ECONOMIC IDEAL – Tehran (ISNA) – Turkish Lira has been recently hit new historical low. For further discussing this matter, we’d asked professor Hanke for a commentary.
Steve Hanke is a Professor of Applied Economics at the Johns Hopkins University in Baltimore (USA). He is one of the world’s leading experts on currency boards and measuring and stopping hyperinflations.
Asked about the main factors of Lira’s recent depreciation, Hanke said, “The main factor is the loss of confidence in the lira. A part of that loss in confidence results from the fact that the foreign exchange reserves in Turkey have been run down. And, as a result, the servicing payments for short-term debt obligations by Turks, as well as the financing of the Turkish current account deficit, are in jeopardy. In short, the Turks have “run out” of foreign exchange reserves”.
IMF warned many times about fast interest rate cutting, what is the probable trend in Turkey’s inflation concerning what has happened in currency market?
“The IMF is correct. President Erdogan has strange and incorrect ideas about economics. He thinks that if interest rates are lower, inflation will be lower. This is not the way economics works. The money supply is growing very rapidly in Turkey. That will cause more inflation, and higher levels of inflation will cause interest rates to go up, not down,” professor Hanke said, adding that: “In short, interest rates follow the course of inflation. Inflation does not follow the course of interest rates”.
While Iran and Turkey agreed recently on using national currencies in bilateral trade, Mr. Hanke believes that such decisions can’t help Iran or Turkey to decrease volatility in markets: ” You are talking about bilateral agreements between two volatile and junk currencies. They will remain volatile and junk.”
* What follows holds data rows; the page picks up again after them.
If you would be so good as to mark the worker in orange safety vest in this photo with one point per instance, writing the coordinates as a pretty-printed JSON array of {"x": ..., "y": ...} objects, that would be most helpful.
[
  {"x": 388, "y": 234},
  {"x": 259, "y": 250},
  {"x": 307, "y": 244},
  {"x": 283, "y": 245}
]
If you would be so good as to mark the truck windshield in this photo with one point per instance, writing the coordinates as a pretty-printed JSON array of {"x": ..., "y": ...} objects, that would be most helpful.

Turkey attracted lots of foreign investment by its new citizenship law ( which allows foreigners to obtain Turkish citizenship by investing 250,000 $ or more in property), asking about whether this strategy (if applied) helps Iran to attract more investment, Professor Hanke said, “No. On balance, foreign investment has been exiting Turkey on a massive scale. That is one reason its foreign reserves are dwindling”.